Al Watan
- Type: Daily newspaper
- Publisher: Al Watan publishing house
- Editor-in-chief: Khalifa Al Ali Al Sabah
- Associate editor: Waleed Al Jasem
- Founded: 17 January 1974
- Ceased publication: January 2015
- Language: Arabic
- Headquarters: Shuwaikh, Kuwait City
- Website: Al Watan

= Al-Watan (Kuwait) =

Daily newspaper in Kuwait (1974–2015)

Al-Watan (in Arabic الوطن meaning The Homeland) was a Kuwaiti Arabic language daily published by the Al Watan publishing house. The editor in chief was Khalifa Al Ali Al Sabah, a member of the Kuwaiti ruling family, Al Sabah.
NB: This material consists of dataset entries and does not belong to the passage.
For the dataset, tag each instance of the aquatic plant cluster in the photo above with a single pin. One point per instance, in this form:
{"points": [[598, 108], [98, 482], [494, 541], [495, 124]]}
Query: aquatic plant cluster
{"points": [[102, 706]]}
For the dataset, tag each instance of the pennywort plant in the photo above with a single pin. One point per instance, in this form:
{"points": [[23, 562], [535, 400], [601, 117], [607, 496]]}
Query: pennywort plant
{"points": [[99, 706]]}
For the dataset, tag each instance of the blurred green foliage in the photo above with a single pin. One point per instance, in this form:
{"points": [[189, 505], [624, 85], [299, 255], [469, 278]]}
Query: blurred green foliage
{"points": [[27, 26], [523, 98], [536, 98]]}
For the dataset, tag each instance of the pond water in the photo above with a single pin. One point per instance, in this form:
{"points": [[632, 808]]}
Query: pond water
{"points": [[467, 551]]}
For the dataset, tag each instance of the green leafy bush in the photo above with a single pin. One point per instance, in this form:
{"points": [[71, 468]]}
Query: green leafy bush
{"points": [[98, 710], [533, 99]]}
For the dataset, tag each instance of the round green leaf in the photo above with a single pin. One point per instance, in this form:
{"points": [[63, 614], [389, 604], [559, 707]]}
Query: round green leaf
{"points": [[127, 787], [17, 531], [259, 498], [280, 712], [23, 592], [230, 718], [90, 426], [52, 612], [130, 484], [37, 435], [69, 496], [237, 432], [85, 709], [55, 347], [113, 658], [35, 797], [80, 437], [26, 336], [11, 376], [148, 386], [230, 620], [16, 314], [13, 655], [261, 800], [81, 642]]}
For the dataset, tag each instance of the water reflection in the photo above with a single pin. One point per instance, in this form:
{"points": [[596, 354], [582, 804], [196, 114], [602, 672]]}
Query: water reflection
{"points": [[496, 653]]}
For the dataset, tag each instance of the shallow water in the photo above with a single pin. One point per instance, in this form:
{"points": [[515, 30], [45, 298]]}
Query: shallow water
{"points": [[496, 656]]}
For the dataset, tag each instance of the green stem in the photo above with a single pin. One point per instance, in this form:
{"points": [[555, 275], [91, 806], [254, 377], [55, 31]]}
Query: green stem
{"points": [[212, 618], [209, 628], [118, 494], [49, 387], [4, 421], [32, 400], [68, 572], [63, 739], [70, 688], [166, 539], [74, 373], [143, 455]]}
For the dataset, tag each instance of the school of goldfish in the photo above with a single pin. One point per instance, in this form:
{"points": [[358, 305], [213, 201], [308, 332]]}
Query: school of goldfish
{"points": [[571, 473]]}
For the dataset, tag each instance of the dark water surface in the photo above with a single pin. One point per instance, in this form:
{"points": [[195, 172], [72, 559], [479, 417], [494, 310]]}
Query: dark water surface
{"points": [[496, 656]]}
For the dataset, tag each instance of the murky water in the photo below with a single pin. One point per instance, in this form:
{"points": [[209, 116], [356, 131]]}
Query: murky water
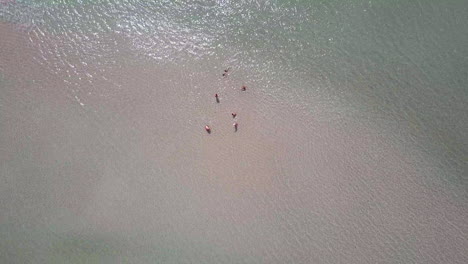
{"points": [[351, 144]]}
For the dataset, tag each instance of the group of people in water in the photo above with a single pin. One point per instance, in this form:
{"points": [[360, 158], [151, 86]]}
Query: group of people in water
{"points": [[243, 88]]}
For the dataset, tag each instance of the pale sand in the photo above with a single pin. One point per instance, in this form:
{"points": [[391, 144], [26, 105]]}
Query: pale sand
{"points": [[128, 157]]}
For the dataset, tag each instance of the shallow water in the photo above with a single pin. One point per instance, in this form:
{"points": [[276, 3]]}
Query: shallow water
{"points": [[351, 145]]}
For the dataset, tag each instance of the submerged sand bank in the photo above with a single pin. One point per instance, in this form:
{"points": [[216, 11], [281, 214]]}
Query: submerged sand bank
{"points": [[124, 153]]}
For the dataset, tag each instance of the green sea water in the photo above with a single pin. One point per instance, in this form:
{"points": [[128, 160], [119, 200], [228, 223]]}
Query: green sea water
{"points": [[398, 67]]}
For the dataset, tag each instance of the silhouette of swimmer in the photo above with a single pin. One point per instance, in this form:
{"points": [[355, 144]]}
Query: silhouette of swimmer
{"points": [[225, 72]]}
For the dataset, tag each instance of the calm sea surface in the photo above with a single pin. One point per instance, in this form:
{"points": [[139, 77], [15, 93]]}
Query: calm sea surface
{"points": [[352, 144]]}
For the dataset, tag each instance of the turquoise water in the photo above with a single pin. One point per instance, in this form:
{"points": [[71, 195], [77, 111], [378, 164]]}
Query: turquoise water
{"points": [[361, 113]]}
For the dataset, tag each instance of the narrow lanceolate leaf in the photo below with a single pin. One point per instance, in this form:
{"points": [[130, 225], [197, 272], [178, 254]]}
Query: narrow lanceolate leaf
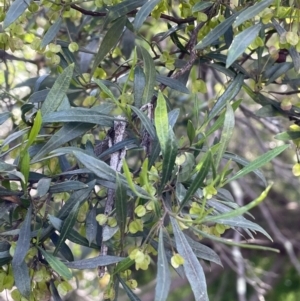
{"points": [[226, 134], [193, 269], [138, 86], [15, 10], [59, 267], [150, 72], [67, 226], [259, 162], [123, 8], [143, 13], [203, 252], [131, 295], [58, 91], [92, 263], [231, 91], [4, 116], [22, 278], [79, 115], [241, 42], [91, 226], [23, 243], [110, 40], [145, 121], [292, 50], [252, 11], [121, 206], [198, 180], [163, 279], [35, 129], [217, 32], [161, 121], [68, 132], [169, 158], [51, 33], [172, 83]]}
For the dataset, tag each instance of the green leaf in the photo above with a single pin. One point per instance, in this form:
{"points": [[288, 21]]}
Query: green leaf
{"points": [[109, 41], [226, 134], [15, 10], [163, 278], [92, 263], [150, 73], [169, 158], [161, 121], [203, 252], [292, 50], [131, 295], [58, 91], [67, 226], [203, 167], [172, 83], [231, 91], [241, 42], [121, 206], [193, 269], [79, 115], [35, 129], [121, 9], [232, 243], [24, 239], [22, 278], [259, 162], [67, 186], [288, 135], [145, 121], [139, 86], [51, 32], [217, 32], [91, 225], [4, 116], [201, 6], [143, 13], [59, 267], [67, 133], [252, 11]]}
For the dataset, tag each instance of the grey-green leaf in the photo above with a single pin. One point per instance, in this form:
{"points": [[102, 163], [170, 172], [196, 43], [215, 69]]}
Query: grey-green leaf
{"points": [[51, 32], [231, 91], [15, 10], [91, 225], [226, 134], [241, 42], [172, 83], [79, 115], [139, 86], [252, 11], [150, 73], [110, 40], [24, 239], [145, 121], [193, 269], [58, 91], [163, 278], [92, 263], [67, 226], [259, 162], [68, 132], [59, 267], [143, 13], [22, 278], [217, 32]]}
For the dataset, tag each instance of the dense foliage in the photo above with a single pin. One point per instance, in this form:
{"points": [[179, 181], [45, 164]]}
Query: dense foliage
{"points": [[118, 147]]}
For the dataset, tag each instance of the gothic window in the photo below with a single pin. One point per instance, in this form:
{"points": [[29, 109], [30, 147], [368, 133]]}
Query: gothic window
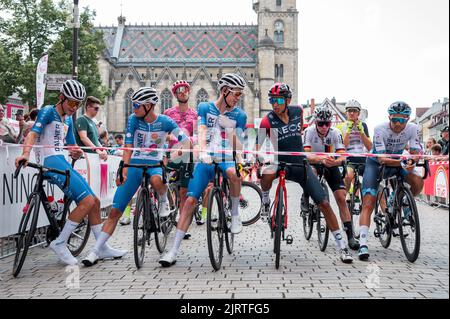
{"points": [[279, 32], [128, 106], [166, 100], [202, 96]]}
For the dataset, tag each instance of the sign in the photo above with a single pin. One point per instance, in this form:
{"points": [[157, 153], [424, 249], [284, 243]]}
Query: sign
{"points": [[54, 81]]}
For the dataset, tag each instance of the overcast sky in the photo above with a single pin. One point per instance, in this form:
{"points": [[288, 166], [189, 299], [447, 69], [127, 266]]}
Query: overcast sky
{"points": [[376, 51]]}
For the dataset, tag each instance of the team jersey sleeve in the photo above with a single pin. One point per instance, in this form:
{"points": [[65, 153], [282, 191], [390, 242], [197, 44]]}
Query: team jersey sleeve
{"points": [[70, 137], [131, 129], [44, 117]]}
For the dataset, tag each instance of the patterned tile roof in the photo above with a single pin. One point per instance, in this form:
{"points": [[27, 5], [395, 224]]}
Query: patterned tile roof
{"points": [[204, 44]]}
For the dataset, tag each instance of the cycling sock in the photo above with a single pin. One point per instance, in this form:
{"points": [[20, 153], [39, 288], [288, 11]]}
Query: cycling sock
{"points": [[348, 228], [179, 236], [266, 198], [363, 234], [101, 240], [69, 227], [339, 240], [234, 206]]}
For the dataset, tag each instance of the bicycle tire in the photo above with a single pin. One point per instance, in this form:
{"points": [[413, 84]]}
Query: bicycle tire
{"points": [[215, 228], [278, 228], [414, 221], [25, 237], [139, 224], [254, 213]]}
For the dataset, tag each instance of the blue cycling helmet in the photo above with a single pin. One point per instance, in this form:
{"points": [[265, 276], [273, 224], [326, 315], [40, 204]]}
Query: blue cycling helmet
{"points": [[400, 108]]}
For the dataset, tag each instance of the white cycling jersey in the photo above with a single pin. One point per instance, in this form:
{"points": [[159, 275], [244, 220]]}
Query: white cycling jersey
{"points": [[386, 141], [331, 143]]}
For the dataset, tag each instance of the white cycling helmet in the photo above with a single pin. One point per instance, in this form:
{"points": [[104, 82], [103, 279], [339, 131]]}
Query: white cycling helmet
{"points": [[145, 95], [353, 104], [73, 90], [231, 80]]}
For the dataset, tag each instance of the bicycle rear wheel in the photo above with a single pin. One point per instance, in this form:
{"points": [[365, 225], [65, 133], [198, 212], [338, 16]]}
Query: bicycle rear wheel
{"points": [[250, 203], [26, 232], [215, 228], [383, 227], [409, 225], [278, 227], [139, 228]]}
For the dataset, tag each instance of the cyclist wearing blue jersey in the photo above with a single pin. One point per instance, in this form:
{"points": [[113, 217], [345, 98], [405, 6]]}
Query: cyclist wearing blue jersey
{"points": [[53, 126], [145, 130], [390, 138], [219, 123]]}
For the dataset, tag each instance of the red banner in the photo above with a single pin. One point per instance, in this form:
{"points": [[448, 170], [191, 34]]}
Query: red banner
{"points": [[437, 184]]}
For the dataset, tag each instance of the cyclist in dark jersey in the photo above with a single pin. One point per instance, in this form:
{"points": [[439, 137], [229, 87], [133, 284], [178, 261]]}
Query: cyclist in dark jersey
{"points": [[284, 127]]}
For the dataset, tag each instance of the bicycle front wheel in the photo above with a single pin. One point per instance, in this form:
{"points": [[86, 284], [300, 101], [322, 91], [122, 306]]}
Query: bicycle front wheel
{"points": [[215, 228], [250, 203], [409, 225], [27, 229]]}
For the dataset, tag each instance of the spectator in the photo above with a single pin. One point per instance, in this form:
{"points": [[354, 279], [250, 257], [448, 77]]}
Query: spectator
{"points": [[444, 141], [430, 143], [7, 132], [87, 132]]}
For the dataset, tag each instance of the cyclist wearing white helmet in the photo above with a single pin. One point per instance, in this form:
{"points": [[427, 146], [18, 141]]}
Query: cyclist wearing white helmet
{"points": [[219, 123], [356, 139], [323, 138], [50, 129], [390, 138], [145, 130]]}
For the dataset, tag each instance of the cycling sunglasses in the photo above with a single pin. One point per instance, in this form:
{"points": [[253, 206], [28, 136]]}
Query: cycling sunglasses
{"points": [[323, 123], [400, 120], [277, 100]]}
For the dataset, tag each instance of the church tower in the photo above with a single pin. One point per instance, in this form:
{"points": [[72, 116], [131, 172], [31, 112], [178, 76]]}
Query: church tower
{"points": [[277, 47]]}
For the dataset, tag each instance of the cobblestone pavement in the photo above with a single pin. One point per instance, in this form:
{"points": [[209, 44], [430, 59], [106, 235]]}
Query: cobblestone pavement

The paper was in circulation between 1974 and 2015.

==History and profile==
The paper was launched in 1974. Al Watan was suspended by the Kuwaiti government on 30 August 1976. In April 2014, the paper and Alam Al Youm were temporarily closed down for two weeks by the Kuwaiti government due to the publication of a videotape showing former senior officials plotting a coup in Kuwait. In June 2014, both papers were shut down for five days because of the same reason.

In January 2015, the Kuwaiti government shut down Al Watan based on the grounds that the newspaper had violated the license law, since it had less than enough capital to maintain a license.

==Circulation==
Al Watan sold 86,000 copies in 2001 making it the second best selling newspaper in the country. The 2006 circulation of the paper was 100,000 copies.

The paper's online version was the second most visited website for 2010 in the MENA region.